The EU Mercury Regulation seeks to align EU law with the provisions of the International Convention on Mercury (Minamata Convention), which was initiated by The United Nations Environment Programme in 2009 and signed in 2013.
Taking affect at the beginning of 2018, The EU Mercury Regulation focuses on filling gaps in EU legislation so that it becomes compliant with The Minamata Convention on Mercury, which covers all aspects of the mercury life cycle:
- The import of mercury
- The export of certain mercury-added products
- The use of mercury in certain manufacturing processes
- New mercury uses in products and manufacturing processes
- Mercury use in artisanal and small-scale gold mining (ASGM)
- Mercury use in dental amalgam (fillings)
Notably, dental amalgam has now become the largest source of mercury in the EU, with current usage estimated at 75t/y (source, page 143). In principle, mercury in the EU chlor-alkali industry was phased out at the end of 2017.
HCWH Europe’s latest publication provides some of the policy background leading up to historic adoption of the Minamata Convention and subsequent alignment of EU law, as well as summarising the health risks associated with mercury as documented by the WHO, and the significance of dental amalgam towards these risks.

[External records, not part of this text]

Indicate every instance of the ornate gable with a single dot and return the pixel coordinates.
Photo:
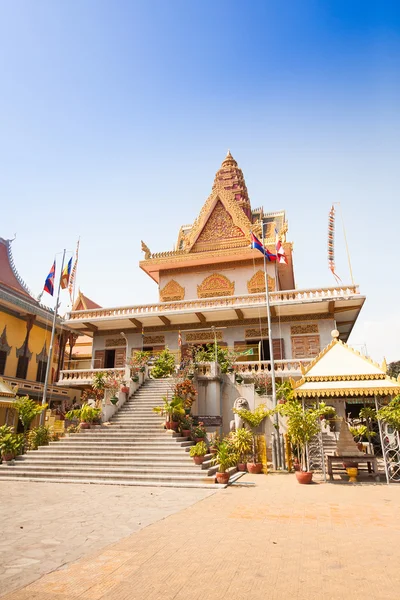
(215, 285)
(172, 291)
(218, 228)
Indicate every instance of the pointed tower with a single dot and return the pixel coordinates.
(230, 177)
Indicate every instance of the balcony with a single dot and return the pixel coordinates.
(342, 303)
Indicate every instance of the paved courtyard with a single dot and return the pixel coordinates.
(277, 540)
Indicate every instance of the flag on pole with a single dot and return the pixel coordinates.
(66, 274)
(255, 243)
(72, 277)
(280, 253)
(49, 283)
(331, 242)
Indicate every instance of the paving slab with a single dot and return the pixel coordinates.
(276, 540)
(45, 526)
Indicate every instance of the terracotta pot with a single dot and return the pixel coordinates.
(7, 456)
(222, 478)
(254, 468)
(304, 476)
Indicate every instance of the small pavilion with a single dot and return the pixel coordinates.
(340, 376)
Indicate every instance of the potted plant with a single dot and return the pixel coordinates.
(198, 452)
(225, 458)
(253, 419)
(185, 425)
(173, 411)
(242, 440)
(86, 415)
(303, 425)
(124, 387)
(198, 433)
(8, 446)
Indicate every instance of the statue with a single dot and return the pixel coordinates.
(237, 422)
(146, 250)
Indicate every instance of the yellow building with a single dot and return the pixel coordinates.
(25, 330)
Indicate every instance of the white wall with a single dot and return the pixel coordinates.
(239, 275)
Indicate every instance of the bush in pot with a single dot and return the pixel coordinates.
(242, 441)
(225, 458)
(253, 419)
(303, 425)
(198, 452)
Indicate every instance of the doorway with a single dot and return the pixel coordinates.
(109, 359)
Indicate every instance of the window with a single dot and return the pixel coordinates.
(41, 372)
(3, 359)
(22, 367)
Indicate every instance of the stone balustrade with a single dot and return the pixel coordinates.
(71, 377)
(285, 296)
(283, 368)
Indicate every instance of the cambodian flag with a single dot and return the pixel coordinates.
(49, 283)
(255, 243)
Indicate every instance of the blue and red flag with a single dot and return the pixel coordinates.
(255, 243)
(49, 283)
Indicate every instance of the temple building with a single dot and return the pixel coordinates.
(25, 330)
(212, 287)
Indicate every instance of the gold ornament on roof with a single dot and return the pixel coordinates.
(146, 250)
(172, 291)
(256, 284)
(215, 285)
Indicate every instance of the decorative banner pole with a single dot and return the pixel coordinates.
(49, 361)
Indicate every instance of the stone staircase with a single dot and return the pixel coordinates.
(133, 449)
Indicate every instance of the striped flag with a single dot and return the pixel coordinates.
(71, 284)
(49, 283)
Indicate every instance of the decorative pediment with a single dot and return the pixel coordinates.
(218, 228)
(215, 285)
(228, 219)
(172, 291)
(256, 284)
(42, 356)
(4, 347)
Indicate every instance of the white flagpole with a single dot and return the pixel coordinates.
(271, 345)
(49, 360)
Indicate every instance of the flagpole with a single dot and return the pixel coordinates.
(48, 367)
(271, 346)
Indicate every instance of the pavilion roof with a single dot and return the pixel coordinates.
(341, 371)
(9, 276)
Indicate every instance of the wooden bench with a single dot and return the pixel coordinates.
(369, 459)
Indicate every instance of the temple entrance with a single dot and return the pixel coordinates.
(109, 359)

Dental Amalgam in the EU: Heading towards a phase out? also lays out the timeframe of the EU Mercury Regulation, which will be fully implemented by July 2019 with Member States submitting national plans to phase down dental amalgam. Our factsheet also provides an overview of current national legislation in Member States and recommendations on how to work towards a phase-down as laid out in the regulation, including a phase-out for vulnerable groups, which can be seen as a first step towards a full phase-out.